Amazon Interview Question
Country: United States
pretty simple:
1) get sum of elements of array,
2) get count of elements of array,
3) {1} / {2}.
O(n).
N order statistic with modified version of Quick sort. Run time O(n).
algorithms:
pivot=partition array()
if pivot index is medium
return
else if pivot index is less then medium
recursively call the first half of array before the pivot
else
recursively call the second half of array after the pivot
using hint from the interviewer about a binary tree.
If the number of items in array is odd, then the median will be the root node of the binary search tree.
If the problem requires average of two middle elements in case length is even, then the first element is again the root node of the BST, and the second element will occur on the bigger side of the tree.
In balanced BST with odd number of elements the both sides of the tree contain equal number of elements (obviously). But in balanced BST with even number of elements one side will be bigger by 1 element (obviously as well). (This is in case we don't have duplicates among keys, let's assume this).
So, to obtain the second element in case length is even, we should do the following:
If the left side is bigger, we should take the element from it which is nearest smaller than the root element.
And if the right side is bigger, we should take the element from it which is nearest greater than or equal to the root element.
Number of nodes on left and right sides of root are not always equal even in a Balanced BST, such as Red-Black Tree. The only thing that is promised is that height of left and right do not differ by more than some small number. The best in this is an AVL tree where height do not differ by more than 1.
I think the interviewer had this in mind:
- Build a self balancing BST
- when inserting a new node, increment left and right count on each parent (depending on where the new node goes)
Now we have count of left side and right side on the root. if they are equal, root is median, if they are not, can go either back or forth in inorder traversal starting from root the required number of steps which can be calculated from how many nodes are on left and right sides of root.
Why would you do it with a binary tree? Quick select is O(n) complexity vs nlogn of binary tree. Seems like a weird hint to give. You could even sort the array which would be nlogn but much faster constant factor.

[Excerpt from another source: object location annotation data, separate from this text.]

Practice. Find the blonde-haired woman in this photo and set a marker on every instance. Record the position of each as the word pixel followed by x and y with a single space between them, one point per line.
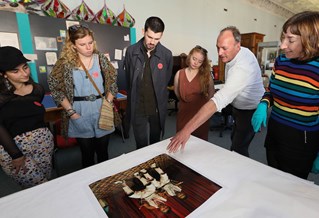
pixel 194 86
pixel 72 89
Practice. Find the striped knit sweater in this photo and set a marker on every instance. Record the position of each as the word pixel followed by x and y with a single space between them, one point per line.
pixel 293 93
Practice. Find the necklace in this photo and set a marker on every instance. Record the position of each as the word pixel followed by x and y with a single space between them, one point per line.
pixel 88 66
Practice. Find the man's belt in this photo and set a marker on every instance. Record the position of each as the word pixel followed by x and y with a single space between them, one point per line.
pixel 87 98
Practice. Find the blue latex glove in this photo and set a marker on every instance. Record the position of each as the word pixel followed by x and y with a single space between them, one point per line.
pixel 315 166
pixel 260 116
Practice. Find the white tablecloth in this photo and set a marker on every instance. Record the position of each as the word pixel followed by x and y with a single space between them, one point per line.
pixel 250 189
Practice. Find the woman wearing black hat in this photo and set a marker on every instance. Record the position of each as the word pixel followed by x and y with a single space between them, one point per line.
pixel 26 144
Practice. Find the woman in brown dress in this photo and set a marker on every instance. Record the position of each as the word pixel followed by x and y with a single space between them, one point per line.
pixel 194 86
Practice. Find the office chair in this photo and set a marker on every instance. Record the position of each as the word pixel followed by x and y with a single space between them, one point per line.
pixel 225 120
pixel 62 145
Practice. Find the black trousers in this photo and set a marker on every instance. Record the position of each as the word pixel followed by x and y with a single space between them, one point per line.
pixel 147 130
pixel 291 150
pixel 91 146
pixel 242 132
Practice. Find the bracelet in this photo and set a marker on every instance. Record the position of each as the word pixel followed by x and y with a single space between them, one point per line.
pixel 70 112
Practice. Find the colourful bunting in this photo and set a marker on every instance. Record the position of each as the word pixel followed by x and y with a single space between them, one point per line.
pixel 105 15
pixel 82 12
pixel 55 8
pixel 125 19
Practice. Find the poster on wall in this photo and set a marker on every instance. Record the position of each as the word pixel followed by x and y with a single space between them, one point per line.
pixel 159 187
pixel 9 39
pixel 46 43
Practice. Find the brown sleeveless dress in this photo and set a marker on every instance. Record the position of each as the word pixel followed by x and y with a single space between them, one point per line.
pixel 191 100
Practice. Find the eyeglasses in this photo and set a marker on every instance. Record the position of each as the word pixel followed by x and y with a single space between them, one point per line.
pixel 75 28
pixel 203 49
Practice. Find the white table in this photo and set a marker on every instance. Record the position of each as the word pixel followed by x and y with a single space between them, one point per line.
pixel 250 189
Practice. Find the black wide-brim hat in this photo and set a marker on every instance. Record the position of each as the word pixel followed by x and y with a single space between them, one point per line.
pixel 10 58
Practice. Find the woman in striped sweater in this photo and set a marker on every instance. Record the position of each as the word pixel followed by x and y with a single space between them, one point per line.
pixel 292 140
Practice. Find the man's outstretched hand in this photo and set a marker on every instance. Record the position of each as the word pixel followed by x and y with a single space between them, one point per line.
pixel 178 141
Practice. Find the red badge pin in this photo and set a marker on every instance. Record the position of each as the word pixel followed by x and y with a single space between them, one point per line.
pixel 160 66
pixel 37 103
pixel 95 74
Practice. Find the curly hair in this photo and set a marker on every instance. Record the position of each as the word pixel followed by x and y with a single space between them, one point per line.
pixel 305 25
pixel 69 54
pixel 204 70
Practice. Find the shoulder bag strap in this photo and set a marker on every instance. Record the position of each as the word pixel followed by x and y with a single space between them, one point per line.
pixel 88 75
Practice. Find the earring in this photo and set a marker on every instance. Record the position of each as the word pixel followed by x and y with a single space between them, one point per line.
pixel 7 83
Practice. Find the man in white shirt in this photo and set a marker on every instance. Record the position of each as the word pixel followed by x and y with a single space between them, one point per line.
pixel 243 89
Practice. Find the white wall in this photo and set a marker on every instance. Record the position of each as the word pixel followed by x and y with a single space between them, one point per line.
pixel 189 23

@Pratap Das, you are correct, but... There are variations on quickselect that avoid O(N^2) worst case, simplest is randomization, which still suffers from worst N^2 for specially crafted input, using median-of-medians for pivot selection, which also still vulnerable to certain inputs, and finaly Introselect, which has the same basic idea as Introsort and switches to known O(n) worst case (such as median-of-medians) in case partitioning is not effective for some input. All of that is worth at least discussing during interview, because coding might be too much in the time given.
Can use quickselect to quickly find median (in O(n)).
So if length is odd, one run of quickselect (with k = middle) is enough.
Now, if the problem requires average of two middle elements in case length is even , can run quick select once and then find max on the left half of the array, which is now pivoted around the right number of the two in the middle.
If it is ok to output left of the two middle numbers, than this is again just a single quickselect.
Also, there are multiple variations of quick select that suffers from worst case O(n^2) same as quicksort, which are probably worth discussing, some variants use random to select pivot, median-of-medians is commonly known good choice, or even Introselect variant that falls back to Heapsort in case partitioning is not effective. All these help to reduce worst case of O(n^2).
So assuming some variation of quickselect is used that has worst case O(N), total complexity is O(N) for quickselect + O(N) for finding left of the two middle elements.